Metal, kosmische Barbaren und ein Richter namens Dick Boner: die glorreiche Groteske von Gwar | Metall

No einer war überraschter als Michael Bishop, als Joan Rivers ihm sagte, wie sehr sie seine Band liebte. Es war 1990, und Bishop und Dave Brockie, sein Bandkollege in US-Shock-Metal-Provokateuren GwarSie waren zu Gast in Rivers’ TV-Talkshow. Das Paar war in voller intergalaktischer Barbaren-Krieger-Montur, komplett mit einer grotesken Latex-Monstermaske (Brockie) und einem Vollgesichts-Gladiatorenhelm, gekrönt von einem gigantischen Irokesenschnitt (Bishop).

„Als sie zu einem Werbespot schnitten, sagte sie: ‚Das ist so großartig, ihr seid so kreativ. Als ich ein Kind war, hätte ich das geliebt’“, erinnert sich Bishop, der 1987 der Band als Bassist beitrat und den Künstlernamen Beefcake the Mighty annahm. „Ich war, wie, wirklich?
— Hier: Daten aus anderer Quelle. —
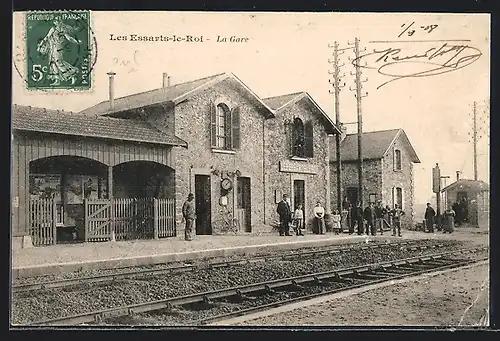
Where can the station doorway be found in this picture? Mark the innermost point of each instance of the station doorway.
(203, 202)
Wow!”

Vielleicht hätte ihre Bewunderung nicht so unerwartet kommen sollen. Wie Rivers vor ihnen waren Gwar Champion-Tastendrücker, die davon lebten, die Verklemmten zu trollen. Ein faszinierender neuer Dokumentarfilm, Das ist Gwar, zeichnet ihre fast 40-jährige Geschichte nach und präsentiert eine Band, deren bewusst grobe Ästhetik sowohl einen satirischen Rand als auch einen künstlerischen Geist maskiert. Wie das ehemalige Mitglied Danielle Stampe – auch bekannt als Tänzerin, Sängerin und selbsternannte „Muttergöttin“ Slymenstra Hymen – es heute ausdrückt: „Gwar war diese Punkrock-Oper, die von einem Haufen verrückter Künstler und Musiker zusammengestellt wurde.“

Diese Beschreibung passt auf Hunter Jackson und Brockie, die beiden Außenseiter, die Gwar Mitte der 80er Jahre Leben einhauchten. Jackson war Künstler, Bildhauer und Filmemacher; Brockie war der Frontmann der lokalen Punkrockband Death Piggy. Sie teilten einen Sinn für Humor und DIY-Ethik. Bishop erinnert sich: „Hunter war ein superkreativer Typ und Brockie hatte eine sehr starke Persönlichkeit – er war allergisch gegen Aufrichtigkeit. Es gab von Anfang an eine Spannung zwischen ihnen, aber es war eine produktive Spannung.“

Der Gwar-Mythos war schon früh mit freundlicher Genehmigung von Jackson in Kraft: Im Großen und Ganzen ein Haufen unpassender außerirdischer Krieger, die vor Jahrtausenden auf die Erde verbannt wurden. Sänger und Gitarrist Brockie wurde Oderus Urungus, und Chefkünstler und gelegentlicher Co-Sänger Jackson taufte sich selbst Techno Destructo. Stampes eigene Persönlichkeitswahl spiegelte ihr Interesse an der griechischen Mythologie wider.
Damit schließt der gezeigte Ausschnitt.